Bis dahin hatte das Gericht entsprechende Berichte im Standard weder kommentiert, noch bestätigt. Was die Richterin am Freitag vor sehr wenig Publikum dann zu erzählen wusste, birgt jede Menge Sprengkraft - und hat auch bereits die Staatsanwaltschaft auf den Plan gerufen. Sie hat ein Vorverfahren wegen des Verdachts der Untreue eingeleitet.

Denn die Soko, erklärte die Richterin, habe am Mittwoch 18 Kisten mit Dokumenten in zwei weiteren Flöttl-Kellern gefunden, darunter fänden sich Bank-Unterlagen bis zum Jahr 1988, "wonach es zu massiven finanziellen Unterstützungen des ÖGB und der SPÖ" durch die Bawag gekommen sei. "Es soll sich um eine Größenordnung von über einer Milliarde Schilling (72,7 Mio. Euro; Anm.) handeln; es gilt natürlich auch hier die Unschuldsvermutung." Allerdings, schränkte die Richterin ein, müsse man sich "genau anschauen, ob die Unterlagen echt oder Fälschungen sind - ein Verdacht ist da."

"Auffällig platziert"

Den Hintergrund für diese Facette lieferten die Schilderungen eines Soko-Beamten im Zeugenstand, wonach drei der Kartons im Keller "in Augenhöhe platziert und nicht verstaubt" gewesen seien - im Gegensatz zu den Kartons mit der Aufschrift "Karibik". Die Kartons hätten die Aufschrift "Rendite der Bawag-Aktien" bzw. "Leistungen der Bawag für den ÖGB" getragen, und seien "sofort ins Auge gestochen".

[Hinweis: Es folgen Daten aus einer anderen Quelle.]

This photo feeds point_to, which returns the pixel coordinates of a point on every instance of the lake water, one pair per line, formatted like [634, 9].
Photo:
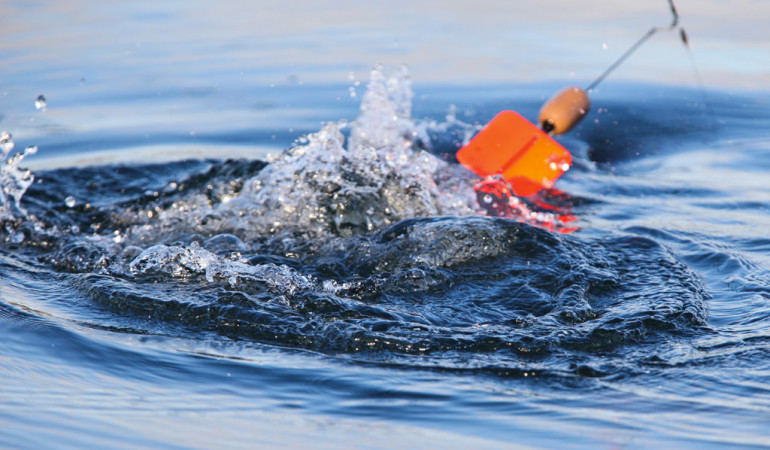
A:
[235, 233]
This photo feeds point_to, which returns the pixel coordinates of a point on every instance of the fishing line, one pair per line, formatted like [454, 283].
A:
[638, 44]
[683, 36]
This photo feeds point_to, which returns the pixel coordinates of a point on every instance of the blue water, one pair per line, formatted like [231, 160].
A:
[167, 283]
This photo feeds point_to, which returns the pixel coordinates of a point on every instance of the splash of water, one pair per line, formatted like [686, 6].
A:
[14, 180]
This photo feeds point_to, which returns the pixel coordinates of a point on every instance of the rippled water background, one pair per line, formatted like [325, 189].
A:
[168, 288]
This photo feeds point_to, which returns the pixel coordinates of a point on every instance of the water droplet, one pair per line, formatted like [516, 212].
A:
[17, 237]
[6, 142]
[41, 103]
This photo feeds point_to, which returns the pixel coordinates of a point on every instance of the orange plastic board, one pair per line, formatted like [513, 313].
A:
[523, 154]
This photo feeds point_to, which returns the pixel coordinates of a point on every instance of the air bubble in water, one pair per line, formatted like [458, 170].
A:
[41, 103]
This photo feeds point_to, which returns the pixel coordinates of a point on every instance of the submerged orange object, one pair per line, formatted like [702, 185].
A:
[523, 154]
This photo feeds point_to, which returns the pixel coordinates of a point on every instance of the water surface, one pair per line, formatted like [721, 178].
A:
[165, 282]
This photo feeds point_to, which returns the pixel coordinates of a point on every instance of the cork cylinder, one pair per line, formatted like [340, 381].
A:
[564, 110]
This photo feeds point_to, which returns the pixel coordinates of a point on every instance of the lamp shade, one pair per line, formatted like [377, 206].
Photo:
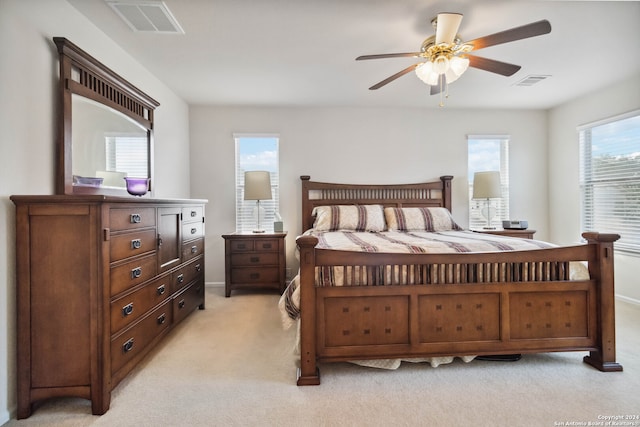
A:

Der Korrespondenz, die im Karton "ÖGB- und SPÖ-Unterstützungen" gelagert war, ist laut Richterin zu entnehmen, dass auch "für die Zukunft" (also nach 1988; Anm.) Unterstützungen vorgesehen seien - um Geldflüsse habe es sich dabei aber nicht gehandelt. Vielmehr habe die Bank Beteiligungen des ÖGB übernommen, "die nicht ertragreich waren". Womit wohl gemeint ist, dass man vermutet, dass die Bawag dem Gewerkschaftsbund (und/oder der SPÖ) Beteiligungen und Immobilien (die man ja zuhauf hatte) zu überhöhten Preisen abgekauft hat.

Die Staatsanwaltschaft präzisierte die Vorwürfe in einer Aussendung, sprach von "Hinweisen von Aufwendungen der Bawag aus den Siebzigerjahren bis 1988", und erwähnte als möglichen Empfänger auch den Konsum Österreich. Zur Erklärung: Der Konsum, der 1995 in Ausgleich ging, hielt damals 30,66 Prozent an der Gewerkschaftsbank.

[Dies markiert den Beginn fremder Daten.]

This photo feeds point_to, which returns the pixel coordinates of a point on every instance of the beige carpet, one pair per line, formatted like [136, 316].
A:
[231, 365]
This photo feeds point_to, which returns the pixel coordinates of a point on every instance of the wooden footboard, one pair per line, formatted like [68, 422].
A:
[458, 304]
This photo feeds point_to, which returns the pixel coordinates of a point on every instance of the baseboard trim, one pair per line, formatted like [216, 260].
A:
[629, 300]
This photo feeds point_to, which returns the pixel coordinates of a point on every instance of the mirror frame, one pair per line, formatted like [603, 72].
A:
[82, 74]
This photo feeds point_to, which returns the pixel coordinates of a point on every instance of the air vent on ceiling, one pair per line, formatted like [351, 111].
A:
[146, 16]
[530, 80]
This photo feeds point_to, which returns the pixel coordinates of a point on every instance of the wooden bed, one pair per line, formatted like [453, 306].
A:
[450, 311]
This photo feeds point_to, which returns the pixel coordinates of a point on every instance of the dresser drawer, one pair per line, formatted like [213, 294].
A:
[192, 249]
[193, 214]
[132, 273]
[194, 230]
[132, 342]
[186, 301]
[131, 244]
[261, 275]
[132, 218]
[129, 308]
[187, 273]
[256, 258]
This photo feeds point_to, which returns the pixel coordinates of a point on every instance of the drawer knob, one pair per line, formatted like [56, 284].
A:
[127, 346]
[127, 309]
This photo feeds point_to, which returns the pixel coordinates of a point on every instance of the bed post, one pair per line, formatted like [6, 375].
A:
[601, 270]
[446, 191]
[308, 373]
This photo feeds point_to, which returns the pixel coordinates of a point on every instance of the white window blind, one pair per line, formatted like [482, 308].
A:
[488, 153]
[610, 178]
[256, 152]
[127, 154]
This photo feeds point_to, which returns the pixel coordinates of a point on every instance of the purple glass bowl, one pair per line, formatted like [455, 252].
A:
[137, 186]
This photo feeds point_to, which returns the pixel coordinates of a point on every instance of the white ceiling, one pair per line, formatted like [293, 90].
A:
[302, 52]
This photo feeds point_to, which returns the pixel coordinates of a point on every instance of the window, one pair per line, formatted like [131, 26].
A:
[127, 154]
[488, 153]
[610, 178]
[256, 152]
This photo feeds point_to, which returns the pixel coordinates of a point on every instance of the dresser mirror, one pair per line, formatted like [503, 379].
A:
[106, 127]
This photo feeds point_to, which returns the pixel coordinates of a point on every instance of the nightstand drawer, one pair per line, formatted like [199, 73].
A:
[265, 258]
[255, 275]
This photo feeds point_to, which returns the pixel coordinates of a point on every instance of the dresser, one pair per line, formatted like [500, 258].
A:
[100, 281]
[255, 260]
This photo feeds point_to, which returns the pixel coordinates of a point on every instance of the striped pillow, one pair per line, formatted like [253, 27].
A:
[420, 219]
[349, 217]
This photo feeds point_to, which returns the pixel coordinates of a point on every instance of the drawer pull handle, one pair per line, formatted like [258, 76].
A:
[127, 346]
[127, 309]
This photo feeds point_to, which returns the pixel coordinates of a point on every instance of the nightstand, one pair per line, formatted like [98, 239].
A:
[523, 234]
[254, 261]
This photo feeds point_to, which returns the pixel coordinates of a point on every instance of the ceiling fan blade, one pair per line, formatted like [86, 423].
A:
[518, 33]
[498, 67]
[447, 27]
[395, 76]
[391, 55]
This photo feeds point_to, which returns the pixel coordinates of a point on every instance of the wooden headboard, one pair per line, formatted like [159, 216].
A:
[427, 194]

Großteils, so die Anklagebehörde, die gegen "unbekannt" ermittelt, gehe es aber um den Verdacht auf finanzielle Begünstigung des damaligen Bawag-Teileigentümers, ÖGB

Ausgelöst wurde der neuerliche Bawag-Krimi durch eine Anregung von Helmut Elsners Anwalt, Wolfgang Schubert. Nachdem die erste Nachschau in Walter Flöttls Keller am Montag ohne Ergebnis geblieben war, teilte Schubert dem Gericht mit, er habe erfahren, dass Flöttl weitere Keller habe. Zur Erklärung: Walter Flöttl wohnt in einem Jugendstilhaus am Wiener Fleischmarkt, das bis vor kurzem der Bawag gehört hat. Bei den Suchterminen stets dabei: Wolfgang Flöttl, der Schlüssel zu Wohnung und Wohnhaus seines Vaters hat.

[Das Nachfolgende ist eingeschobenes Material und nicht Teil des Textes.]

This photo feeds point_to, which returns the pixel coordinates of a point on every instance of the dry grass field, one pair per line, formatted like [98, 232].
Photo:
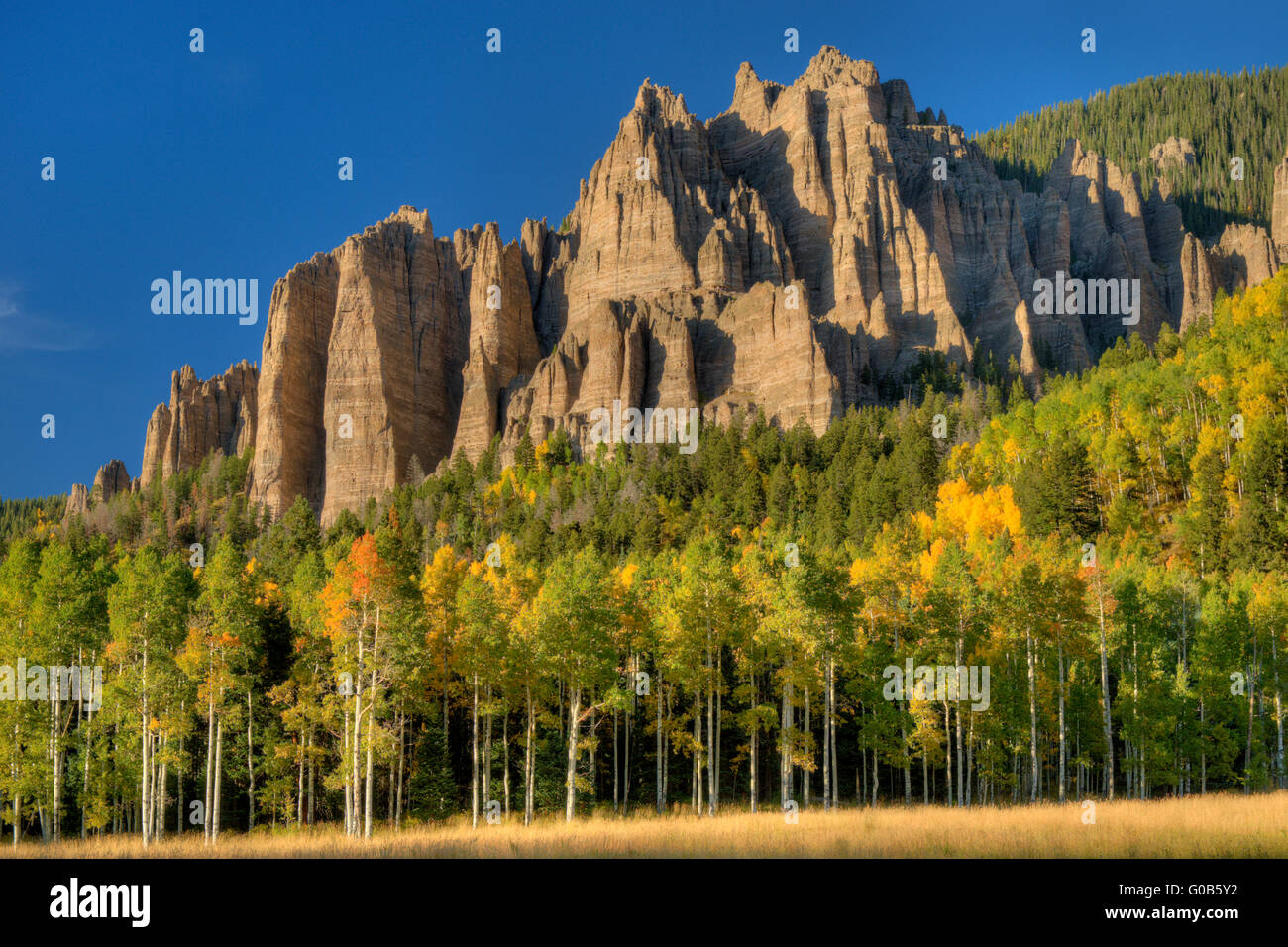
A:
[1219, 826]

Wer ihm den Zweitkellertipp gegeben hat, will Anwalt Schubert übrigens nicht verraten. Zwei Erzählvarianten dafür gibt es: Ein Bawag-Mitarbeiter sei sein Informant gewesen, oder, ebenfalls unbestätigtes Gerücht, Helmut Elsner selbst. (gra, APA, DER STANDARD Printausgabe 01.03.2008)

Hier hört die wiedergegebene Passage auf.